Intuitively, a term is more important if it occurs more frequently in a document. However, some common words will appear frequently in nearly all documents in a corpus. Therefore, the TF-IDF metric has two parts - term and document frequency.
The number of times a term occurs in a document is called its term frequency.
Each term is a single stem of a word, and two words are considered to be the same term if their stems match. For example, "think" and "thinking" are considered the same term because their stem is "think", but "rethink" and "thinker" are not. Libraries that remove morphological affixes from words, leaving only the word stem, are called stemmers. For the purposes of this implementation, SnowballStemmer from the NLTK library was used.
Document frequency is defined as the number of documents in a corpus that contain at least one occurence of the given term.
The inverse document frequency is then calculated as idf(t) = log(N/k(t)), where N is the number of documents in the corpus, and k(t) the number of documents that contain the term t. (For this implementation, defining the metric in the special case when k(t) = 0 was not considered.)
Finally, the TF-IDF metric of a term in a document that's part of a corpus is obtained by multiplying its TF and IDF metrics.
In this implementation, inputs are given through the standard input.
The first input line should contain the path to the folder which contains the corpus of documents.
The second input line contains the path to the *.txt document that needs to be analyzed.
Within the corpus folder, there can be multiple subfolders, each containing one or more *.txt files, which are all part of the corpus.
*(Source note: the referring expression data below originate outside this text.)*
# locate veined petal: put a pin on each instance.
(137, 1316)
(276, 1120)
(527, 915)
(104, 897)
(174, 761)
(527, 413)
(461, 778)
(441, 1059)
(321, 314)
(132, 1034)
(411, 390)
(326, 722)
An example is given below.
<corpus_folder>/
├──<subfolder_1>/
│ ├──example_file_0.txt
│ ├──example_file_1.txt
│ └──example_file_2.txt
├──<subfolder_2>/
│ ├──example_file_3.txt
| ├──<subfolder_3>/
│ │ ├──example_file_4.txt
│ │ └──example_file_5.txt
| └──<subfolder_4>/
│ └──example_file_6.txt
└──<subfolder_5>/
└──example_file_7.txt/
└──<subfolder_6>/
└──example_file_8.txt
Some assumptions are:
- The names of all folders and *.txt files in hierarchy can take arbitrary values.
- There will be at least one *.txt file in the hierarchy of each subfolder.
- Each *.txt file is encoded using UTF-8 encoding.
- Input text sequences can contain leading and/or trailing spaces.
- Input text sequences are not empty.
Example input:
Insert the path to the corpus: ...\corpus
Insert the path for the file that ...\corpus\goose\Domestic goose.txt
All results are printed to the standard output.
Results for each document are printed in form:
Keywords:
<top_10_most_important_terms>
Summarized document:
<5_sentence_summary>
Top 10 most important terms are printed in a single line that consists of comma-separated terms (ex. "term1, term2, ..., term10"). Result is printed in the order given by the TF-IDF score, from most to least significant. When multiple words have the same score, they are ordered lexicographically.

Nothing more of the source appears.